岩屋 伝統ある定期戦ということで、恥のないプレーをしないといけないと思います。普段の大会よりもお客さんが入ってくれて、普段じゃ経験できない舞台で試合ができるので、すごい楽しみという印象があります。

 僕らはバスケするだけですが、いろいろな人が関わってくれているんだなと思ったので、感謝の気持ちは忘れずに頑張りたいと思います。

堀田 伝統もありますし、特にスタッフ陣が多くの時間を費やして作ってくれる大会です。その分、僕たち選手は勝利しないといけないですし、僕らは早慶戦も4年目なので、慶応さんには絶対に負けられないなという思いがあります。

廣政 入学して3年間、早稲田に負け続けている状態です。学生、スタッフをはじめ、たくさんの方が支えてくださる大会なので、このままじゃ終われないという思いがあります。未知な景色というか、勝利して見えるものは違うと思うので、最後にそれを味わいたい思いがあります。そういう意味では絶対勝ちたい試合です。

椎橋 僕は父が慶応バスケ部のOBで、慶応の試合を小さい頃からよく見ていました。早慶戦の舞台にに立ちたいという思いはありましたし、勝ちたいなという思いがあったので、ラストは絶対に勝ちたいです。早稲田の3人も言ってくれていましたが、裏方で準備してくれているスタッフであったり、OBの方々が多いです。そういった方々に恩返しできる1つのチャンスだと思うので、勝ちたいと思います。

慶大の主将を務める廣政(慶應スポーツ新聞会提供)

ーー満員の代々木第二体育館に対する印象を教えてください

岩屋一つ一つのプレーに観客が盛り上がってくれるので気持ちいいっす。

 自分が1年生で早慶戦に出してもらった時に、出場してすぐに点を取り、会場がめちゃくちゃ沸いたのを未だに覚えていて、気持ちいいっすね。
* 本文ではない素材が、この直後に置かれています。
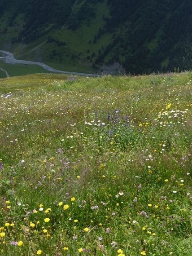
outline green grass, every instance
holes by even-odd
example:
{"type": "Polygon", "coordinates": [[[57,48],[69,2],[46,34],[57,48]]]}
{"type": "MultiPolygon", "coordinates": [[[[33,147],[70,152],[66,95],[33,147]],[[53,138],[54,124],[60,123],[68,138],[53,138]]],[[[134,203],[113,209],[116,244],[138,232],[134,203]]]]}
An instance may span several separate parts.
{"type": "Polygon", "coordinates": [[[191,256],[192,78],[0,79],[0,254],[191,256]]]}
{"type": "MultiPolygon", "coordinates": [[[[44,68],[37,65],[23,65],[22,64],[7,64],[0,61],[0,67],[5,70],[10,76],[17,76],[36,73],[48,73],[44,68]]],[[[5,73],[0,71],[0,78],[6,77],[5,73]]]]}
堀田 緊張感という部分では、他の大会とは別格の異様な空気感を1年生の頃から感じています。その中でプレーすることは他ではできない経験ですし、気持ちいいっすね。

廣政 学生バスケだったら1番観客が入るような試合だと思いますが、まずその舞台に立てることがありがたいことです。普段の試合とはまた違って、何気ない1プレーで流れが変わると言っても本当に過言じゃないですし、それが力にも、怖さにもなります。ですが早慶戦をそのような試合として楽しめるかということは1つ大事にしたいところです。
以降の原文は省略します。